I haven’t wanted to eat and moving hurts too much. Ellie takes me out for a walk, but it is so much easier to just sit down. One foot really is hurting me. I howl at Ellie after she turns off the lights at night. I howl when she goes out. I howl when people come in, but nothing changes.

Then Ellie gets up in the morning and mutters to herself as she moves around the house. I pee on the floor before she can put me outside. So she stops and cleans that up. Then she’s in the hall bathroom making lots of noise. She comes looking for me, picks me up, and puts me down into the bathtub in some warm water. I would rather not have a bath, thank you very much. But the water just comes up to my tummy and she doesn’t do the usual scrubbing with soap and bubbles. She just strokes my back and keeps me from falling down. I relax a little, but then I’m ready to be out of there.
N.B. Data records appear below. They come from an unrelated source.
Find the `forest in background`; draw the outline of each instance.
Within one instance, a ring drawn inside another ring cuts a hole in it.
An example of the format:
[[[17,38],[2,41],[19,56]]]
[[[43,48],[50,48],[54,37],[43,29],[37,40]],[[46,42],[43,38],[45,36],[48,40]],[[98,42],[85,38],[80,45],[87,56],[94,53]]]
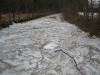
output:
[[[78,12],[84,15],[79,16]],[[94,12],[98,13],[95,18]],[[94,0],[0,0],[0,28],[52,13],[64,13],[65,20],[100,36],[100,4],[94,4]]]

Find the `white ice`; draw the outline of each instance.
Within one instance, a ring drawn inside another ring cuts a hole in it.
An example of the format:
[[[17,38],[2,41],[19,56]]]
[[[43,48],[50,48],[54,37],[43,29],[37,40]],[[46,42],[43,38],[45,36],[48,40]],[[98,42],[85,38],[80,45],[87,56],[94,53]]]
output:
[[[62,14],[0,30],[0,75],[81,75],[76,64],[84,75],[100,75],[100,38]]]

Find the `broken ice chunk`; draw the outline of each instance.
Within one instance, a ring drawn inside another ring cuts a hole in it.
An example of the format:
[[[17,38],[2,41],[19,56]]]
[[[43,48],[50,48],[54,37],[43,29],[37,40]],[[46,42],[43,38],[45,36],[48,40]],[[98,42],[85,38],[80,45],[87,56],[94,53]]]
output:
[[[55,44],[55,43],[50,43],[50,44],[47,44],[46,46],[44,46],[45,49],[55,49],[58,45]]]

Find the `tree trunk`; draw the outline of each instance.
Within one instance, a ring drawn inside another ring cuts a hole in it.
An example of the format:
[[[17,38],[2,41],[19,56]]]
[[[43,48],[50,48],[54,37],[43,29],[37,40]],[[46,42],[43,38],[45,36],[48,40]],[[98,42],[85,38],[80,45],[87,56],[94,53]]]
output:
[[[1,12],[0,12],[0,22],[2,23],[2,16],[1,16]]]
[[[11,22],[10,6],[9,6],[9,22]]]
[[[91,20],[93,20],[93,2],[91,0]]]

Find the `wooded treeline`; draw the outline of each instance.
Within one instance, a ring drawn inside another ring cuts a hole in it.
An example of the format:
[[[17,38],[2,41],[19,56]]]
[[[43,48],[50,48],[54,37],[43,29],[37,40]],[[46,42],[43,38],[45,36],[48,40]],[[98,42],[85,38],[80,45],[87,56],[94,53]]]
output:
[[[96,7],[96,8],[95,8]],[[79,16],[83,12],[84,16]],[[97,12],[98,18],[93,14]],[[88,31],[94,24],[100,24],[100,4],[94,4],[94,0],[0,0],[0,22],[5,21],[4,15],[8,14],[8,21],[22,20],[23,14],[26,19],[50,13],[64,13],[68,20],[77,23],[80,28]],[[91,16],[89,16],[91,13]],[[74,19],[73,19],[74,18]],[[100,26],[97,27],[99,30]]]
[[[88,0],[0,0],[0,21],[2,22],[1,14],[9,13],[9,21],[11,21],[11,13],[13,14],[13,21],[15,14],[20,13],[50,13],[50,12],[69,12],[77,15],[79,11],[84,12],[87,17],[87,12],[98,12],[98,8],[93,8],[93,1],[89,5]],[[27,15],[28,18],[28,15]]]

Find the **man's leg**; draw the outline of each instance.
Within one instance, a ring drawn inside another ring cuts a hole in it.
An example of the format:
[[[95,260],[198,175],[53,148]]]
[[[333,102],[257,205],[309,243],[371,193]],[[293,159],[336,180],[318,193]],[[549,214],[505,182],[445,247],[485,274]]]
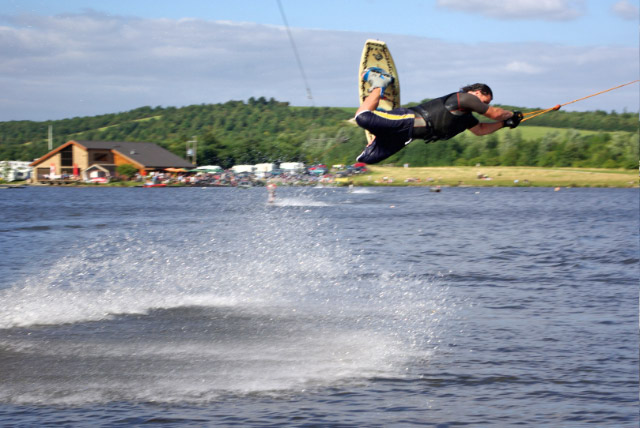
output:
[[[374,88],[356,111],[356,116],[363,111],[375,111],[380,104],[380,92],[382,92],[381,88]]]

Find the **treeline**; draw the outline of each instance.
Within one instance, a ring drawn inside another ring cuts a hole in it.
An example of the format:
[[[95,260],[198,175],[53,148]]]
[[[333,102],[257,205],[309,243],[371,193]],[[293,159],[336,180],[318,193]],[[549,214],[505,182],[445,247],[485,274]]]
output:
[[[506,107],[517,109],[515,107]],[[523,109],[520,109],[523,110]],[[182,108],[142,107],[123,113],[50,122],[0,122],[0,160],[33,160],[68,140],[151,141],[185,157],[186,142],[198,141],[197,163],[234,164],[302,161],[353,163],[366,144],[348,122],[355,109],[292,107],[272,99]],[[523,110],[526,111],[526,110]],[[638,118],[632,113],[553,112],[538,126],[567,128],[525,138],[523,126],[486,137],[463,133],[450,141],[416,141],[389,162],[412,166],[530,165],[634,168],[638,165]],[[572,129],[600,131],[583,135]]]

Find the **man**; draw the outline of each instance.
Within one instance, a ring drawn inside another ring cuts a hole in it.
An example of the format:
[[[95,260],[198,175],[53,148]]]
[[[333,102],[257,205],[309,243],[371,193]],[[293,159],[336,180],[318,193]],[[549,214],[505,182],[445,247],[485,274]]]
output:
[[[515,128],[522,113],[490,107],[491,88],[483,83],[465,86],[454,92],[411,108],[378,111],[385,88],[393,77],[385,70],[371,67],[365,70],[363,80],[371,85],[371,93],[356,112],[356,123],[375,135],[358,156],[358,162],[378,163],[401,150],[414,139],[427,143],[448,140],[466,129],[475,135],[487,135],[503,127]],[[472,112],[497,122],[481,123]]]

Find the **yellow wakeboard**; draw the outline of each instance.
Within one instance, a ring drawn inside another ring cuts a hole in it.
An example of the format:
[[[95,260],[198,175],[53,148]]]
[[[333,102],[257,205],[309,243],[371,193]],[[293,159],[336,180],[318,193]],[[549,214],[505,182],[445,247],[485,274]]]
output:
[[[393,83],[384,90],[384,96],[382,100],[380,100],[378,110],[389,111],[400,107],[400,80],[398,79],[398,71],[393,62],[393,57],[385,42],[373,39],[365,42],[360,58],[360,69],[358,70],[360,104],[362,104],[371,91],[371,85],[362,81],[362,74],[369,67],[380,67],[394,78]],[[373,141],[375,137],[368,131],[365,131],[365,133],[367,135],[367,141]]]

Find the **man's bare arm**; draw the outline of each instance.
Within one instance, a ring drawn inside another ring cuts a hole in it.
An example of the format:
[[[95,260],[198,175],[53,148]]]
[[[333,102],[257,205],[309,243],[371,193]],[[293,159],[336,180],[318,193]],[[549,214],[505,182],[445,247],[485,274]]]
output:
[[[509,110],[501,109],[500,107],[492,106],[492,107],[489,107],[489,109],[484,114],[484,116],[488,117],[489,119],[503,121],[513,116],[513,112]]]

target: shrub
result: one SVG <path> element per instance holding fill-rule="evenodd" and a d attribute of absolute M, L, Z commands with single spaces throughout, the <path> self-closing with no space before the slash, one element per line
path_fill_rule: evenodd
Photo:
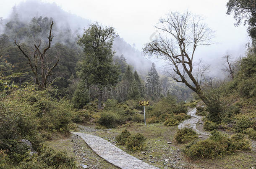
<path fill-rule="evenodd" d="M 256 139 L 256 131 L 253 128 L 247 128 L 244 131 L 244 133 L 248 134 L 249 137 L 251 139 Z"/>
<path fill-rule="evenodd" d="M 152 116 L 159 117 L 162 114 L 178 114 L 186 113 L 187 108 L 183 105 L 177 103 L 176 100 L 171 95 L 163 98 L 154 105 L 151 113 Z"/>
<path fill-rule="evenodd" d="M 122 133 L 116 136 L 115 140 L 119 145 L 125 145 L 127 138 L 131 136 L 131 134 L 126 129 L 122 131 Z"/>
<path fill-rule="evenodd" d="M 78 86 L 80 85 L 81 84 L 78 84 Z M 82 108 L 90 101 L 90 96 L 88 91 L 80 91 L 80 89 L 79 87 L 76 89 L 72 98 L 72 102 L 74 107 L 78 109 Z"/>
<path fill-rule="evenodd" d="M 5 151 L 0 149 L 0 169 L 6 169 L 6 164 L 9 160 L 8 155 Z"/>
<path fill-rule="evenodd" d="M 230 154 L 237 150 L 250 150 L 251 143 L 241 134 L 234 134 L 231 138 L 216 130 L 211 133 L 209 138 L 201 141 L 185 149 L 186 156 L 194 159 L 214 159 Z"/>
<path fill-rule="evenodd" d="M 136 113 L 133 116 L 133 121 L 135 122 L 141 123 L 144 121 L 144 116 L 142 114 Z"/>
<path fill-rule="evenodd" d="M 236 119 L 235 129 L 238 132 L 243 132 L 244 130 L 251 127 L 252 124 L 249 118 L 244 116 L 237 116 Z"/>
<path fill-rule="evenodd" d="M 72 112 L 71 119 L 74 122 L 86 122 L 91 118 L 91 114 L 87 110 L 80 110 Z"/>
<path fill-rule="evenodd" d="M 201 106 L 196 107 L 196 114 L 199 116 L 206 116 L 207 115 L 206 108 Z"/>
<path fill-rule="evenodd" d="M 148 119 L 147 121 L 147 123 L 157 123 L 159 122 L 160 120 L 159 120 L 159 118 L 154 116 Z"/>
<path fill-rule="evenodd" d="M 204 110 L 204 108 L 201 106 L 196 106 L 196 111 L 198 112 L 201 112 Z"/>
<path fill-rule="evenodd" d="M 165 122 L 164 125 L 167 126 L 175 126 L 179 124 L 179 121 L 173 117 L 171 117 Z"/>
<path fill-rule="evenodd" d="M 133 151 L 143 150 L 146 146 L 146 139 L 144 136 L 139 133 L 130 136 L 127 138 L 126 147 L 128 150 Z"/>
<path fill-rule="evenodd" d="M 185 113 L 180 113 L 177 115 L 174 116 L 174 119 L 179 121 L 183 121 L 190 117 L 190 116 L 185 114 Z"/>
<path fill-rule="evenodd" d="M 39 154 L 39 160 L 44 161 L 48 166 L 53 166 L 55 168 L 63 166 L 70 168 L 74 168 L 76 166 L 74 158 L 69 156 L 65 151 L 56 151 L 42 146 Z"/>
<path fill-rule="evenodd" d="M 38 155 L 27 158 L 21 164 L 21 169 L 76 169 L 75 158 L 70 157 L 65 151 L 56 151 L 42 146 Z"/>
<path fill-rule="evenodd" d="M 200 141 L 185 149 L 185 154 L 188 157 L 199 159 L 213 159 L 222 153 L 222 147 L 217 142 L 207 139 Z"/>
<path fill-rule="evenodd" d="M 103 111 L 100 114 L 100 116 L 97 123 L 107 127 L 114 127 L 117 124 L 116 115 L 111 111 Z"/>
<path fill-rule="evenodd" d="M 72 106 L 68 101 L 62 99 L 50 102 L 50 111 L 42 116 L 40 128 L 50 131 L 68 132 L 68 125 L 71 122 Z"/>
<path fill-rule="evenodd" d="M 218 128 L 218 124 L 206 120 L 204 124 L 204 129 L 207 131 L 212 131 Z"/>
<path fill-rule="evenodd" d="M 192 129 L 185 128 L 179 130 L 174 136 L 179 143 L 184 143 L 197 138 L 197 134 Z"/>
<path fill-rule="evenodd" d="M 245 138 L 244 135 L 238 133 L 231 136 L 231 139 L 238 150 L 250 150 L 251 142 Z"/>
<path fill-rule="evenodd" d="M 104 109 L 107 110 L 112 109 L 113 108 L 116 106 L 118 104 L 118 101 L 115 99 L 107 99 L 105 103 Z"/>
<path fill-rule="evenodd" d="M 244 79 L 243 83 L 238 83 L 238 91 L 243 96 L 250 98 L 256 94 L 255 89 L 255 78 L 248 78 Z"/>

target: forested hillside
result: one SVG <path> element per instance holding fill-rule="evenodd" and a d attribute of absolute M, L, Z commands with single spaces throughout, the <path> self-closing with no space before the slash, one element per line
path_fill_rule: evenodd
<path fill-rule="evenodd" d="M 224 78 L 196 60 L 214 31 L 188 11 L 160 18 L 141 53 L 55 4 L 14 6 L 0 20 L 0 169 L 116 167 L 73 131 L 159 168 L 255 167 L 255 3 L 238 2 L 227 14 L 251 39 L 243 56 L 223 57 Z"/>

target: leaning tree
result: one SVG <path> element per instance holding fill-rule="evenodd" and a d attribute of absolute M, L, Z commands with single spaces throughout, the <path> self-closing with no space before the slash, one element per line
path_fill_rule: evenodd
<path fill-rule="evenodd" d="M 165 60 L 173 72 L 170 73 L 172 78 L 184 83 L 207 105 L 209 99 L 201 86 L 208 66 L 204 66 L 201 61 L 197 64 L 194 62 L 196 49 L 199 45 L 211 44 L 213 35 L 213 31 L 202 21 L 200 16 L 188 12 L 167 14 L 156 26 L 160 30 L 157 38 L 146 44 L 143 51 Z"/>
<path fill-rule="evenodd" d="M 53 22 L 52 21 L 49 37 L 47 37 L 48 43 L 43 50 L 40 49 L 42 43 L 41 39 L 34 40 L 37 44 L 34 45 L 34 49 L 32 51 L 26 50 L 23 48 L 20 42 L 17 42 L 16 40 L 14 42 L 14 43 L 27 59 L 34 76 L 35 83 L 42 90 L 45 89 L 48 85 L 57 78 L 50 79 L 50 78 L 52 75 L 53 69 L 57 66 L 59 62 L 58 56 L 56 56 L 56 58 L 51 58 L 46 53 L 51 46 L 51 43 L 53 38 L 52 34 L 53 25 Z"/>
Ellie lifts me out of the tub, without much cooperation from me. I just want to get away, wagging all my legs like I’m still in the water and swimming. She dries me off with the usual big towels. While she’s drying me and I’m struggling, she handles my sore foot again and I hear a loud, “Yes! The water loosened it up!” She holds on tight and I howl as she pulls something that’s stuck to my paw. Finally she lets me go.

That was a few days ago. Whatever was making my foot hurt is gone. I can walk and jump again, although I still fall down a lot. Most days I’m doing my peeing and other stuff outside and that makes me feel like jumping for joy.

I love it when Ellie knows what I need! Time for a long nap…

To Walk or Not to Walk

to walk

Any critters lurking? Neighborhood noises? Water falling from sky? Food smells? Cold wind? Do I want to jump over that threshold? If I don’t move now is she going to pick me up? Stairs ahead…oy. Couldn’t I just go back to sleep?